En medio de ese avance, sin que lo llamara, volví a la infancia. El recuerdo más temprano que tengo de la fiesta de la Virgen de los Remedios es de cuando tenía tres años. Mi madre me llevó a la procesión. Entonces, los hombres recogían la vela vestidos con su mejor gala, traje entero, saco y corbata. No era solo vestirse bien, era disponerse. Y había un aroma que lo sellaba todo. La fragancia por excelencia era la María Farina, persistente, reconocible, flotando en el aire como una firma invisible. Ese olor quedó adherido a la memoria como un residuo de elegancia y recogimiento, un pasado que resiste.

Estábamos mi madre y yo en la esquina de la calle Segunda con carrera 9, esperando la salida de la procesión alrededor del parque. Entonces llegó mi padre, como nunca antes lo había visto, también vestido de saco y corbata. De entre la chaqueta sacó la vela candelaria. Para nosotros fue un tesoro. Aquella vela no era un objeto cualquiera. En mi memoria, las velas encendidas por mi abuela y por mi madre tenían un poder silencioso. Disipaban las tormentas. No solo las del cielo, también las otras.
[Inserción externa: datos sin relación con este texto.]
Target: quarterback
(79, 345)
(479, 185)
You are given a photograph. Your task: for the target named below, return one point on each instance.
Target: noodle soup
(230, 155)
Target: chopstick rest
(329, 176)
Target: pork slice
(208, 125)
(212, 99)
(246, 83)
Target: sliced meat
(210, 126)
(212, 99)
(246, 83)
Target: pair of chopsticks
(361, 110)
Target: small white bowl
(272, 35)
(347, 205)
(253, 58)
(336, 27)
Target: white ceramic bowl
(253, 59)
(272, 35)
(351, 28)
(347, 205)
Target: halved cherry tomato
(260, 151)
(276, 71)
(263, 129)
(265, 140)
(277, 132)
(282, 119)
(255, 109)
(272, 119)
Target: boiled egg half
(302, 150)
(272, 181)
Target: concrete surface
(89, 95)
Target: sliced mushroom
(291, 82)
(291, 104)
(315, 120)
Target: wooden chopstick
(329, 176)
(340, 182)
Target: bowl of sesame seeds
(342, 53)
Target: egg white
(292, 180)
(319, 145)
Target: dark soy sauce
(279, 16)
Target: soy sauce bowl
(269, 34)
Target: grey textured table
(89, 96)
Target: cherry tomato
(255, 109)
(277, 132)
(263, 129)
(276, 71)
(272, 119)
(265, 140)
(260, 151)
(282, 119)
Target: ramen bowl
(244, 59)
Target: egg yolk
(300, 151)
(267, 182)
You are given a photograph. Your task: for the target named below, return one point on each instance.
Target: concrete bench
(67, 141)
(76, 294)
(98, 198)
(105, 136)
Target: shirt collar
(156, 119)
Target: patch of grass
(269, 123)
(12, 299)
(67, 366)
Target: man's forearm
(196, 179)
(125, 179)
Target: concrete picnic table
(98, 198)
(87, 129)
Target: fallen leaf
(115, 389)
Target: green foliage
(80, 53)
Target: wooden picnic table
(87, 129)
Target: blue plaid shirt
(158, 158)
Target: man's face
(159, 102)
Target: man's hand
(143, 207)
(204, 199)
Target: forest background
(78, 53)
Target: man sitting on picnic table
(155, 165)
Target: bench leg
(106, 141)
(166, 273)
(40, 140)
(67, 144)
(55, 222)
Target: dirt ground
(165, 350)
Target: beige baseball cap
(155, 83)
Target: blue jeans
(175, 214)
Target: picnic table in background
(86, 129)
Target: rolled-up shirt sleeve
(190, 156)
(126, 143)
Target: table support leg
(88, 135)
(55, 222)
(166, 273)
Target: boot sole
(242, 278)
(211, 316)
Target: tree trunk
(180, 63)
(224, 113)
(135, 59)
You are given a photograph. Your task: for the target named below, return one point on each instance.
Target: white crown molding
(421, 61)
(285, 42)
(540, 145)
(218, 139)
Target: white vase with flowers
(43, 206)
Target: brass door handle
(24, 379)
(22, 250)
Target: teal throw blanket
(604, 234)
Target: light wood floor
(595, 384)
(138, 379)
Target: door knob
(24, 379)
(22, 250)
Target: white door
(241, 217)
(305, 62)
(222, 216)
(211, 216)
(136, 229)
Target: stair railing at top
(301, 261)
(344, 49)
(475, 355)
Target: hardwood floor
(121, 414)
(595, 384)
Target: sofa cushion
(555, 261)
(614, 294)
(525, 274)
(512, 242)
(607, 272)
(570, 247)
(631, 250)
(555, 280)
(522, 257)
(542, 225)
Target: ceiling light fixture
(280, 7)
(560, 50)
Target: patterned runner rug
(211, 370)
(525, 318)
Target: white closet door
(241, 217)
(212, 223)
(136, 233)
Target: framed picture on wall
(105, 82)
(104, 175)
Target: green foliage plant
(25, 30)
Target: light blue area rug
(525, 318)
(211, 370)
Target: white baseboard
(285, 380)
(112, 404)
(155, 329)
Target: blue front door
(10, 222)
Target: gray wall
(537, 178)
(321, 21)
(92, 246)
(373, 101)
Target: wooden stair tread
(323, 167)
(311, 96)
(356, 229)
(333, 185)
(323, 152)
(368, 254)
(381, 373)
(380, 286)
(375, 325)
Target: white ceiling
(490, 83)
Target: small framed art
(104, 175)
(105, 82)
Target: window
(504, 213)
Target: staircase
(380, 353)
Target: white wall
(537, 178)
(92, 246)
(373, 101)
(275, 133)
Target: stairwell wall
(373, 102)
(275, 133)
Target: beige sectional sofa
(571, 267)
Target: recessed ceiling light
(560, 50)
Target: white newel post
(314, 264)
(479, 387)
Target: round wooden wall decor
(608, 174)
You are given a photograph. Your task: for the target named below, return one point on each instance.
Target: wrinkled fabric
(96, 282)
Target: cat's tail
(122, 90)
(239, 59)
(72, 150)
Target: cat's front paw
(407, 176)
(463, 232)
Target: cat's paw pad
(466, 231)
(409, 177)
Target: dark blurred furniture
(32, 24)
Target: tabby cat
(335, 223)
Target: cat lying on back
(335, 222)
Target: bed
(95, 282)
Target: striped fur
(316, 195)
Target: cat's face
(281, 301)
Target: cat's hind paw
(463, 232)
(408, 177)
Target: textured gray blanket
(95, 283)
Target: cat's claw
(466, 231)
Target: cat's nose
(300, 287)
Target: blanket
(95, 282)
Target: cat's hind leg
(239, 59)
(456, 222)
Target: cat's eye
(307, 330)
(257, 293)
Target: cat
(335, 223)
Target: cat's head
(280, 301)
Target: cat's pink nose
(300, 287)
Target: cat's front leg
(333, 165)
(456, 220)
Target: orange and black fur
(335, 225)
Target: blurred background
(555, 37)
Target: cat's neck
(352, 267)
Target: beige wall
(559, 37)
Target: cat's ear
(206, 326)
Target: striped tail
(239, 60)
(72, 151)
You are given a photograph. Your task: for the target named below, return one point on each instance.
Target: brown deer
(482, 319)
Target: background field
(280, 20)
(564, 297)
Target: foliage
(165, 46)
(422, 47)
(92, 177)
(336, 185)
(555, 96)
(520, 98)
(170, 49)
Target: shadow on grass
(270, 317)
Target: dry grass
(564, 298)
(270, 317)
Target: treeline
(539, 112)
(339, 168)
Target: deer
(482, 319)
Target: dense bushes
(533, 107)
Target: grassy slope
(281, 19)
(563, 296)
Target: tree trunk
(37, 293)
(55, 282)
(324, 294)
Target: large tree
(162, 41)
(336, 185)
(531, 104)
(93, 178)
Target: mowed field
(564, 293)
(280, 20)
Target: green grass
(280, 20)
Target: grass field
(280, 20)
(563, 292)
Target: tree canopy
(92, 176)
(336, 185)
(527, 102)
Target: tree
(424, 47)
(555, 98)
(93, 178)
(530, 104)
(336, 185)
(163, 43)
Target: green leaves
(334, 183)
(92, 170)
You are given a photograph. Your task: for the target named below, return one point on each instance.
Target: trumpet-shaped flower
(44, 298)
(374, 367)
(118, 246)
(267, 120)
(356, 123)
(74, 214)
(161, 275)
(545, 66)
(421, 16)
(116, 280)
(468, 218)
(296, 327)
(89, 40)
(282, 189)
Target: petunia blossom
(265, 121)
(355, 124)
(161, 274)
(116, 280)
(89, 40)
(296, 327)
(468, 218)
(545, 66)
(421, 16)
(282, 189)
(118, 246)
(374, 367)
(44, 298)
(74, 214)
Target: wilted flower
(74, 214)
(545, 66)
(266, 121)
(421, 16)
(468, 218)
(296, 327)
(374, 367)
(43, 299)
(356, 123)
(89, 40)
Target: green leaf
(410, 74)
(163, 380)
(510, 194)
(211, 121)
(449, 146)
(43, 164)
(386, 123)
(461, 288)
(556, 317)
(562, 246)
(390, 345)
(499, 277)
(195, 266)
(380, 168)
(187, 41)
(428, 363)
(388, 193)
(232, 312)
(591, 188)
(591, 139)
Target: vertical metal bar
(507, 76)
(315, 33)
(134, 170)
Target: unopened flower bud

De ese niño pasé, casi sin darme cuenta, a otro lugar dentro de la celebración. A los diez años fui monaguillo. Éramos más de quince y había pocas sotanas. Nos disputábamos el derecho a participar con una ansiedad infantil que hoy entiendo mejor. Cuando me entregaron una sotana, sentí que me habían concedido algo importante. Participé toda la jornada y, en la salida de la procesión, llevaba uno de los incensarios. Aún recuerdo el peso del metal y el vaivén del humo subiendo, mezclándose con el calor.

Lo que más me impactaba entonces era el sonido. La detonación seca de las choriceras de matasuegras, como salvas militares, marcando el ritmo junto a la banda. Esa melodía, al menos para mí, no ha cambiado en todo este tiempo. Hoy volvió a sonar igual, atravesando los años, como si la música supiera quedarse cuando todo lo demás se transforma.

Volví al presente sin darme cuenta. A esta procesión en la que ya no miraba desde la acera ni desde un balcón. Hoy estaba dentro. Hoy los hombres ya no visten traje entero. Visten guayabera, blanca, fresca, pensada para el trópico y para el esfuerzo. No es menos respeto, es otra forma de estar. Las mujeres siguen caminando con su mejor gala. Antes había rigidez y peso. Hoy hay ligereza. Y, en ese tránsito, también se han ido quedando cosas atrás.

Antes, vestirse era parte del rito. La procesión comenzaba en la casa, frente al espejo, al ajustar la corbata, al lustrar los zapatos. Hoy muchos llegan sin esa pausa previa. No es falta de fe, es otro tiempo. El celular aparece donde antes había manos juntas. La conversación se impone donde antes había recogimiento. La tradición sigue viva, pero se adelgaza por los bordes.

Las voces no se apagaron en todo el recorrido. Gritos de alabanza, vivas lanzados a pulmón, odas repetidas una y otra vez. Algunos gritaban desde la emoción, otros desde el cansancio, otros para darse ánimo. El sonido empujaba tanto como los hombros. Era un oleaje humano alrededor de la imagen.

También los aromas han cambiado. Ya no es la María Farina la que domina el aire. Hoy se mezclan fragancias distintas, más nítidas, más modernas, abriéndose paso entre el sudor, la brizna suave y el olor húmedo de las calles. El fervor sigue ahí, pero el cuerpo que lo acompaña huele distinto, como huelen distinto las épocas.

Vi hombres que no pedían protagonismo. Cuando dejaban el turno, se hacían a un lado, se secaban el sudor y se mezclaban de nuevo con la multitud. Nadie los aplaudía. Nadie los nombraba. Y, sin embargo, sin ellos no había procesión posible. No había danza. No había recorrido.

La imagen completó su giro alrededor del parque. Desde lejos volvió a parecer liviana. Desde cerca seguía siendo pesada. Y en ese contraste entendí algo que hoy se me hizo claro. La procesión es un camino de ida y vuelta. Se entra al presente y se sale cargando la infancia. Se vuelve a ser monaguillo, hijo, nieto, mientras se camina como adulto entre hombros cansados y voces alzadas.

Algunos llamarán a esto idolatría. Yo no. Hoy entendí que esto es una manera de demostrar la fe en una tradición. Una fe que no se explica. Se camina. Se carga. Y mientras haya memoria que empuje, mientras haya alguien dispuesto a poner el hombro, la Vieja Mello seguirá avanzando con nosotros, año tras año, aunque cambien las telas, los olores y el tiempo.